According to several articles published this year, some Chinese wives are looking for ways to prevent their husbands from cheating. They have decided that preventing their husband from achieving an erection is one way to accomplish that goal.
Therefore, some Chinese wives have purchased DES through online shops and then secretly mixed it into their husbands’ meals and drinks to cause impotence. Of course, there have never been any studies showing that DES can prevent cheating, but that has not stopped some wives from claiming it is effective.
“The medicine took effect just two weeks after I started feeding it to my husband. Now he basically stays at home, behaving himself well,” one woman reported in an online forum.
Shortly after these articles appeared, several stores in China removed DES from their shelves, but it appears it is still possible to purchase it online. It is impossible to know whether this is a widespread trend or only a small group of women secretly spiking their husbands’ meals with DES.
Veterinary and Agricultural Uses
Many people are surprised to learn that DES has found uses outside the field of human medicine, both in veterinary medicine and in agricultural applications.

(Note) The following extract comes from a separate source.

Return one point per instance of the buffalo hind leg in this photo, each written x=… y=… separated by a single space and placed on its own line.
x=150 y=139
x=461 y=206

For example, DES can be used off-label to treat urinary incontinence in dogs, though it should never be prescribed to female dogs with estrogen-sensitive tumors.
DES was also used for years to increase cows’ growth. It was the first major hormone to increase how quickly and how large cows grew, starting in 1947 at Purdue University with a tablet implanted under the skin.
Later, scientists at Iowa State College found that DES’s growth effects were more potent when given orally, so it was soon added to feed for cattle and sheep.
DES’s use in cattle feed was formally approved by the FDA in 1954, and it quickly became a widespread practice. Within a few years, nearly 90% of all United States cattle fed from cattle fed supplemented with DES.
Eventually, however, studies found high levels of hormones in chickens who ate feed with DES. Then, low levels of DES were detected in some cows’ livers, suggesting they received too much DES. There is no evidence suggesting that people who ate beef or beef liver during this period of time ingested DES that affected them. Though we cannot rule out that possibility entirely, people would have to have eaten extremely large amounts of beef liver to equal even one dose of DES.
Nevertheless, it was concerning to find any DES in the livers. The combination of those findings and the news about CCA in DES Daughters led the FDA to ban the use of DES in cattle feed in 1972.